Dive Brief:
-
A Whole Foods Market in San Jose, California, will co-locate next week with mission-driven fast-food outlet LocoL, according to The Mercury News. LocoL is owned by two renowned Los Angeles chefs and has a reputation for serving healthier items at reasonable prices. This includes $5 cheeseburgers and chopped salads, plus $2 "foldies," which are similar to quesadillas and filled with cheese, beans and meat.
-
LocoL will hire its own employees but use the market's kitchen facilities, the newspaper reported. Food and beverages will be served from a dedicated space near the store's prepared foods area and also from a pass-through window near the market's onsite brewery.
-
Whole Foods has partnered with restaurants and foodservice operators in the past and continues to add local establishments to its 365 stores as part of its "Friends of 365" program. The grocer has added Next Level Burger locations to three of its West Coast stores, and it offers Genji Sushi locations in nearly 200 locations.
Dive Insight:
The partnership mirrors tie-ups Whole Foods has embarked on lately with Next Level Burger, Urban Remedy and others at the grocer's smaller 365 stores. Whole Foods also co-locates with close to 200 Genji Sushi locations in 24 states and the District of Columbia.
The Amazon-owned grocer has a history of experimenting with foodservice concepts. Last summer, Whole Foods opened its first standalone restaurant in Atlanta — a Brazilian fast-casual concept called The Roast. The restaurant lets customers order from digital kiosks and features a rotating lineup of seasonal dishes and ingredients.
Grocers across the country have followed suit by adding restaurants and bars inside their stores as part of an effort to draw customers and build a reputation for meal offerings. Hy-Vee has had notable success with its Market Grille restaurants, which serve up all-American fare along with wine and beer. The Des Moines, Iowa, chain has also become the largest franchisee of Wahlburger's, with 26 locations planned in the Midwest.

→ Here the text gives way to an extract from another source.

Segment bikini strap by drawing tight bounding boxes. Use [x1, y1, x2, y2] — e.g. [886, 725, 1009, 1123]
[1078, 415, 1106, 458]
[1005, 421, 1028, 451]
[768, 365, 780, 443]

Kroger also recently opened a comfort food restaurant called Kitchen 1883 near its Cincinnati headquarters, and H-E-B has added True Texas BBQ restaurants to several stores in the Lone Star State.
These projects draw coveted millennial consumers with flavor-forward dishes, craft beer and wine, according to NPR. As a study by Bankrate.com reported, 54% of millennials say they eat out three or more times each week.
But while restaurants can provide a much-needed revenue stream for grocers, experts caution that the venture can be difficult for retailers to manage. Staffing, designing the space, meeting regulatory standards and crafting a menu that resonates with customers are all challenging. Retailers that, like Whole Foods, choose to co-locate with restaurants can spare themselves this extra legwork, but analysts warn of difficulties integrating these locations into stores.
"Some of the biggest challenges have to do with the amount of real estate they're giving up in-store," Erik Thoresen, principal at foodservice consulting firm Technomic, recently told Food Dive. "If you're able to generate a profit out of a restaurant in that space, then it's a matter of finding the right folks in terms of design and execution and operations to make that work."
While Whole Foods' local restaurant partnerships are growing, its relations with local and niche product suppliers are souring. As the chain increases its focus on driving down costs, the grocer attempts to balance its need for efficiency with its legacy as a friend of the little guy.